Dados também indicam uma mulher assassinada a cada duas
horas; Brasil é o 7º país com a maior taxa de homicídio de mulheres
Cinthia teve um dedo quebrado e o pé trincado por estar beijando uma mulher - Foto: Arquivo Pessoal |
Cinthia Oliveira Abreu teve um dedo da mão esquerda quebrado
e trincou o pé direito depois de apanhar, e muito, de homens que a viram
beijando uma mulher. A agressão aconteceu na região do Vale do Anhangabaú, no
centro de São Paulo (SP). Três rapazes fizeram uma roda em volta dela e da
companheira. “Um se aproximou e deu um murro na minha cara e eu cai. Nisso,
outros dois ficaram me batendo”, conta.
Passado quase dois anos, ela ainda não se recuperou
psicologicamente do ocorrido. Hoje evita expressar sua sexualidade em áreas
públicas. “Eu fico sempre atenta”, diz.
Cinthia foi vítima do que o movimento feminista chama de
lesbofobia, a aversão a mulheres lésbicas. No entanto, tomado de forma mais
ampla, a violência que ela e a companheira sofreram é mais uma expressão do
machismo presente na sociedade.
Os dados brasileiros são assustadores. O Brasil é o 7º país
com a maior taxa de homicídio de mulheres, segundo o Mapa da Violência 2012 –
Homicídio de Mulheres. São 4,4 assassinadas para um grupo de 100 mil. O mesmo
mapa mostra que a cada cinco minutos, uma mulher é agredida. E a cada duas
horas, uma é morta vítima de violência.
Já a Central de Atendimento à Mulher, que disponibiliza o
número de telefone 180 para denúncias, contabilizou de janeiro a dezembro de
2012, 732.468 registros, sendo 88.685 relatos de violência. Por esses dados, a
cada hora, dez mulheres sofrem de maus tratos. A maior parte é vítima de
violência física (56%), seguida de psicológica (28%), moral (12%) e sexual
(2%). Em 70% dos casos, o agressor é o conjugue da vítima. Se considerados
ex-marido, namorado e ex-namorado, o número chega a 89%.

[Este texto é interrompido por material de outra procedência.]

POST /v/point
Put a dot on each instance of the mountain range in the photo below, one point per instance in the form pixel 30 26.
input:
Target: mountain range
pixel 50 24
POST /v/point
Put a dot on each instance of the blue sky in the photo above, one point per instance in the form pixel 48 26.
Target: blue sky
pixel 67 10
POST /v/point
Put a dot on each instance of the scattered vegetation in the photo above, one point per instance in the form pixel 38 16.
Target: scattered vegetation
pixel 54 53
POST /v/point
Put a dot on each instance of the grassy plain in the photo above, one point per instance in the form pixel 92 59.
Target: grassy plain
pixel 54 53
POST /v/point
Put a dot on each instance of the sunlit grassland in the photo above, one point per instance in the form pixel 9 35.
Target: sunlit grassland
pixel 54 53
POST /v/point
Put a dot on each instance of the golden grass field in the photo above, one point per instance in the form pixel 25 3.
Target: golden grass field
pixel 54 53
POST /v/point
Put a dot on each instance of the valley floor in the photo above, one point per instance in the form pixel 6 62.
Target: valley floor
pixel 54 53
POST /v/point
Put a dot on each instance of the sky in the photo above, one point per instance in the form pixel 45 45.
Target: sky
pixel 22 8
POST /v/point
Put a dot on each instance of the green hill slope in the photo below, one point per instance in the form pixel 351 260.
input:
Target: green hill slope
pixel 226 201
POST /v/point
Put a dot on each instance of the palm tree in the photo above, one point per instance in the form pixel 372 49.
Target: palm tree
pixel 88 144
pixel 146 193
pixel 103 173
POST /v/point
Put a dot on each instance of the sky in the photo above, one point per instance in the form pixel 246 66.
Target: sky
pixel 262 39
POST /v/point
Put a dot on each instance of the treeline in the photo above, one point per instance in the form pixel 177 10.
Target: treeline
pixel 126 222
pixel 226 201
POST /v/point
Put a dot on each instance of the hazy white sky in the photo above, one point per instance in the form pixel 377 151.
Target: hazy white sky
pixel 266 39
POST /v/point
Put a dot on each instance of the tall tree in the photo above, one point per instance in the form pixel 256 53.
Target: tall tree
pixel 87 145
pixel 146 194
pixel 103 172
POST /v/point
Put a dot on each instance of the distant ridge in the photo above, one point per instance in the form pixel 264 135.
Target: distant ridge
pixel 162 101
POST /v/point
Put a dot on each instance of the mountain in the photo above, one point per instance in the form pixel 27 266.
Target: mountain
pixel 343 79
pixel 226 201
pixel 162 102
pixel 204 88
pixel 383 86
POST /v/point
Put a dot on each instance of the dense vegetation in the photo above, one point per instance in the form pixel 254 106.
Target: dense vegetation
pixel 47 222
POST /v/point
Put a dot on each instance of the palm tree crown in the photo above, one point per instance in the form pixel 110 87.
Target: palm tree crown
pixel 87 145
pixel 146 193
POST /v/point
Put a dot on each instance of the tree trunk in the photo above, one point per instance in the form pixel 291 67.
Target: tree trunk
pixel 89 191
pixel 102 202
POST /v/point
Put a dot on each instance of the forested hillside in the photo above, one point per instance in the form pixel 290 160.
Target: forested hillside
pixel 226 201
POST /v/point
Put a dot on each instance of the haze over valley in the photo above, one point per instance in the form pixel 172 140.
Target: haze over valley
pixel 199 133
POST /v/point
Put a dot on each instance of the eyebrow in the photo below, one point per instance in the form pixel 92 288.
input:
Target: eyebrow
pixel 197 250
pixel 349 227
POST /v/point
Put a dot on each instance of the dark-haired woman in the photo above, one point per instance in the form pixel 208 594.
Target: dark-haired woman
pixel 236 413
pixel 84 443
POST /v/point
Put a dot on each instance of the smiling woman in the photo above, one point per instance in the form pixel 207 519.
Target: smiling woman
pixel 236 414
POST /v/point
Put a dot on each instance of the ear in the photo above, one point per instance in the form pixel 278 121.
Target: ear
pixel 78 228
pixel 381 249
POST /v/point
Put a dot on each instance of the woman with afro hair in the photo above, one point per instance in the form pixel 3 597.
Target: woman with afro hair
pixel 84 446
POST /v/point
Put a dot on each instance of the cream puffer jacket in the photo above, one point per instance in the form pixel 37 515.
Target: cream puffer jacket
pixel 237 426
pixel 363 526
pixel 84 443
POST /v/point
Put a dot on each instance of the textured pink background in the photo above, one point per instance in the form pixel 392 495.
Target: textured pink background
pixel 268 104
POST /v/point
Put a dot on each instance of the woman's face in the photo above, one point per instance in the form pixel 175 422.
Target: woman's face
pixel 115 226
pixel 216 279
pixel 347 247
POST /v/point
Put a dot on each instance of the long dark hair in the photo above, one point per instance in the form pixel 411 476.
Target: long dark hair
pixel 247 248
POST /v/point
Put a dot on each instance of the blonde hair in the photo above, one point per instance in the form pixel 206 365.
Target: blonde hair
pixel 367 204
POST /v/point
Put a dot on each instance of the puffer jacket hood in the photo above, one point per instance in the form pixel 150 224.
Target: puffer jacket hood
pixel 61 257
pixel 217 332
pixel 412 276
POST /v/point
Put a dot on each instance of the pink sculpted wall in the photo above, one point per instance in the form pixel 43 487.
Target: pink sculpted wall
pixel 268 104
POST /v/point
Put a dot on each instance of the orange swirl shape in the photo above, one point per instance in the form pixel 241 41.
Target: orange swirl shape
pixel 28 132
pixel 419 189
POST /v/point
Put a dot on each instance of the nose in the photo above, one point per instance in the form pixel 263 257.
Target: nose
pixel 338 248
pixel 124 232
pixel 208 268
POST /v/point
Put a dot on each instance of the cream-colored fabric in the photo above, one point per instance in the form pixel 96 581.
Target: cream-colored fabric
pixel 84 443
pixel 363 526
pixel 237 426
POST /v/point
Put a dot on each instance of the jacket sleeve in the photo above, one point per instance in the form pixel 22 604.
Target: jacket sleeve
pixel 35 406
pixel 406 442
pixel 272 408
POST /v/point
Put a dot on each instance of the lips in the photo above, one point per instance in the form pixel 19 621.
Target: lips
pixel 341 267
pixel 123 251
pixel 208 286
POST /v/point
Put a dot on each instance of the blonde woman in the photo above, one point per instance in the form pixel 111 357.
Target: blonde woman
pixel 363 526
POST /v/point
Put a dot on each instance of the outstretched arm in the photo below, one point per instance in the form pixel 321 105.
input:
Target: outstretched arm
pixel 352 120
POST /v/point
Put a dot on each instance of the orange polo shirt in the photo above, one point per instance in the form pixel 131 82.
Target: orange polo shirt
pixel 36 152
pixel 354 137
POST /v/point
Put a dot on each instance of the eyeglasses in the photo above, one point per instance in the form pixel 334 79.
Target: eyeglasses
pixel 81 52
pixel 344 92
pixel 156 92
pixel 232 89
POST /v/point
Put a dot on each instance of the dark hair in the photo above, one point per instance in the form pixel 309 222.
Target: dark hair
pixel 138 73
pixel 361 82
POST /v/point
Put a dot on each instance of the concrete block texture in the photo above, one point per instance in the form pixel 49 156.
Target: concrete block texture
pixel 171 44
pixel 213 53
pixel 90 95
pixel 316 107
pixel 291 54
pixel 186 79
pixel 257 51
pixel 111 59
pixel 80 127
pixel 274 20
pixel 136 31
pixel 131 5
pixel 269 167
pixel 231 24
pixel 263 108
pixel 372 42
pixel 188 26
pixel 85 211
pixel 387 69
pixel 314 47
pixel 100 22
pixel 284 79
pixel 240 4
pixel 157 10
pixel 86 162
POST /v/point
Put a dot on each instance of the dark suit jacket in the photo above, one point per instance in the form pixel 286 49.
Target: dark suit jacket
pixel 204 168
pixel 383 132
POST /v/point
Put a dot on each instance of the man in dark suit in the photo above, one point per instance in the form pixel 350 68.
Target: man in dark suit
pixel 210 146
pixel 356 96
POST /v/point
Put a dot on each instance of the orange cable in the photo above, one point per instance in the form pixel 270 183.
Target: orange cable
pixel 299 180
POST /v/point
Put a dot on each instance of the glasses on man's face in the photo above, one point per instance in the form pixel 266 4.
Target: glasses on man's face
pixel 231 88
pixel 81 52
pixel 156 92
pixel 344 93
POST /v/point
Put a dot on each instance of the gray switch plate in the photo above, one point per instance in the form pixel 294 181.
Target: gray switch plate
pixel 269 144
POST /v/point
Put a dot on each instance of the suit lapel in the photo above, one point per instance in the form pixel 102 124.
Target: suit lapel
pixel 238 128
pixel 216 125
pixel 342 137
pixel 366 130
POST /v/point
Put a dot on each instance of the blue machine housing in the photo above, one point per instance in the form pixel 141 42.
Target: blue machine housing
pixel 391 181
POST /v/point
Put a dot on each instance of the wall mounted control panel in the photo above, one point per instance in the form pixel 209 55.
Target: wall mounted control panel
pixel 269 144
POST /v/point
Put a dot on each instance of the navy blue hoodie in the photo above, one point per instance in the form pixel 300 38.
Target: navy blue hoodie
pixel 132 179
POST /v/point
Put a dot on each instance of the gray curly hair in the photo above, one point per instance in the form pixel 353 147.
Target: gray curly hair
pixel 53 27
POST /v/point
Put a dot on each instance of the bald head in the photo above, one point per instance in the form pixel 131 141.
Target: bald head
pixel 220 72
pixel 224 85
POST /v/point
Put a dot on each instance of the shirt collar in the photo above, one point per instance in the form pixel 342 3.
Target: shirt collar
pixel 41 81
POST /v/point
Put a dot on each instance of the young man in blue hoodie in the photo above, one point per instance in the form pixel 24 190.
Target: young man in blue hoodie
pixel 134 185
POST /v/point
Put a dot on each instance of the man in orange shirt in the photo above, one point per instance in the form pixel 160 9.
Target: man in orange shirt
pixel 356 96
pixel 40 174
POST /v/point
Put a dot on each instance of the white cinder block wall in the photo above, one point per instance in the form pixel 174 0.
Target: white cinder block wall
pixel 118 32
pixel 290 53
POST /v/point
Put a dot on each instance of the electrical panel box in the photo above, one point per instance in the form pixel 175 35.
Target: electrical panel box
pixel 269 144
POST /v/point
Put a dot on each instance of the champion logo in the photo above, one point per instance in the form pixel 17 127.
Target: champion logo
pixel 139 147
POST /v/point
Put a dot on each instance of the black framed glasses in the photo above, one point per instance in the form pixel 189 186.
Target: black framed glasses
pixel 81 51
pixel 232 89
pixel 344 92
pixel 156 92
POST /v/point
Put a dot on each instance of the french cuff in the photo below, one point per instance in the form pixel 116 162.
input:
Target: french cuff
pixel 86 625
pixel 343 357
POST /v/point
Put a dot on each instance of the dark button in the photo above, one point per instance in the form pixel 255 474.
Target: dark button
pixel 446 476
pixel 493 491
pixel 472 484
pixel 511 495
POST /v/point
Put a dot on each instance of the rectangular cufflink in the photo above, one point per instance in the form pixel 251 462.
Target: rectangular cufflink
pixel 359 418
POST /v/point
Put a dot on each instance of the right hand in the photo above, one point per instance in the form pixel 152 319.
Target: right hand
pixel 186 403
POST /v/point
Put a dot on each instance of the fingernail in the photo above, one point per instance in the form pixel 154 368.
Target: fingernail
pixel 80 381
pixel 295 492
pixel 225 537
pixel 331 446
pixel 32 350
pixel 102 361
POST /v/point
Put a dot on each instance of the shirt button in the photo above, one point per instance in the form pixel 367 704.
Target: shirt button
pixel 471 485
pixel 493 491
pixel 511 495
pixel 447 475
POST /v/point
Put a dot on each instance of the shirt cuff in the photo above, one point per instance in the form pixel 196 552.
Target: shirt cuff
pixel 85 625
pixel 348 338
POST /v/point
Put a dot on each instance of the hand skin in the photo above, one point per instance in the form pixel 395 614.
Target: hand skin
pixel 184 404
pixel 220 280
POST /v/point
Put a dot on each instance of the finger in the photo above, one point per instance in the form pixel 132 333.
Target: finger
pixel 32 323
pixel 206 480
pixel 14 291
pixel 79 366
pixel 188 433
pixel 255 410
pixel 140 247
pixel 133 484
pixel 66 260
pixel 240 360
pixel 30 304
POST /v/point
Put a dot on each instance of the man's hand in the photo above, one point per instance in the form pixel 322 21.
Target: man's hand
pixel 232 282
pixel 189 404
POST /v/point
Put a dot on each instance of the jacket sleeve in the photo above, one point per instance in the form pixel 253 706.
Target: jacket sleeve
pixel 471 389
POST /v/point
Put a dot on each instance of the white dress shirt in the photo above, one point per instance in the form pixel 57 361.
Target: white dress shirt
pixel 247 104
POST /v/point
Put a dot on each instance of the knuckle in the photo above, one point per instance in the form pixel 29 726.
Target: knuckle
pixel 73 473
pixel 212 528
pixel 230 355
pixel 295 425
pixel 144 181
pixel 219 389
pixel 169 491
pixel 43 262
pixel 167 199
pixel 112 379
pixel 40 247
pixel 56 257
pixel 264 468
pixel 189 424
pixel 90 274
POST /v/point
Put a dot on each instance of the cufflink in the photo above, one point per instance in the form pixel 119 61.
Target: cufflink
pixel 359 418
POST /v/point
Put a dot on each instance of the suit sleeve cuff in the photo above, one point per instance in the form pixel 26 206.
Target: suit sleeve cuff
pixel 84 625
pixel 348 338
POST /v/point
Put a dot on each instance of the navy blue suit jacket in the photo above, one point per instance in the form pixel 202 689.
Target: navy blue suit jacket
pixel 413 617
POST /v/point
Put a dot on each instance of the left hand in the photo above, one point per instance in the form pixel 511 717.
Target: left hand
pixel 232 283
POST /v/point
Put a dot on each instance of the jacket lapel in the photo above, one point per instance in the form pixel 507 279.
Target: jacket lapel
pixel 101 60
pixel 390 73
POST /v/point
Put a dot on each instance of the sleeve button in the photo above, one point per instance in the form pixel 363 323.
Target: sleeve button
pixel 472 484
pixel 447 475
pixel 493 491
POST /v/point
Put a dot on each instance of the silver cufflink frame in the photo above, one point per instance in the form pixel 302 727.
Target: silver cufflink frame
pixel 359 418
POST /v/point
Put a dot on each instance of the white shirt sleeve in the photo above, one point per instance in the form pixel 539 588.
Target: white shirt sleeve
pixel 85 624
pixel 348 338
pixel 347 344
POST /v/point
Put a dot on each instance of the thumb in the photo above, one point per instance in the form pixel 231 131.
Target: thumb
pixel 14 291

Segundo Maria Fernanda Marcelino, integrante da Sempreviva
Organização Feminista (SOF), entidade que faz parte da Secretaria Executiva da
Marcha Mundial das Mulheres (MMM), cerca de 2% dos homens agressores de
mulheres são condenados. “É uma banalização da violência contra o gênero
feminino”, afirma.
Ela ressalta que, em grande parte dos casos, a vítima é
responsabilizada pela violência sofrida. “Há um julgamento moral. Não pode
caminhar à noite tranquilamente porque se acontecer uma violência, nós
certamente seremos responsabilizadas de termos saído desacompanhadas, por
exemplo”, demonstra.
Casos de violência que ganharam notoriedade na mídia, como o
assassinato de Eliza Silva Samudio, mãe do filho do ex-goleiro Bruno, também
estão carregados de juízo moral. Eliza por vezes é citada como a amante e atriz
pornográfica. “Houve notoriedade diante da opinião pública, mas o verdadeiro
debate das origens da violência não foi feito”, aponta Maria Fernanda.
O movimento feminista também registra denúncias de mulheres
que afirmam que a violência causada por namorados e maridos ainda é tratada
como problema privado nas delegacias do país.
Lesbofobia
A aversão a mulheres que se relacionam com outras mulheres,
além de ser mais uma variante da violência contra a mulher, ascende o debate
sobre a necessidade de aprovação do projeto de lei 122, que criminaliza
práticas homofóbicas.
“A gente sofre por ser mulher e por ser lésbica, porque é
vinculado justamente a ideia de controle da nossa autonomia”, afirma Cinthia.
Ela defende a aprovação do PL 122 como saída para escapar dos “discursos
raiovosos”, estimulados principalmente por religiosos, segundo ela.
“Se a gente não vivesse numa sociedade extremamente
machista, a gente não precisaria de uma lei”, chama a atenção a integrante da
Sempreviva Organização Feminista (SOF), Maria Fernanda Marcelino. “Ainda
prevalece a idéia de que a sexualidade das mulheres está a serviço dos homens”,
complementa a militante, destacando o temido “estupro corretivo” praticado por
homens que acreditam que precisam “introduzir” as lésbicas no mundo das
relações heterossexuais para que elas mudem a sexualidade.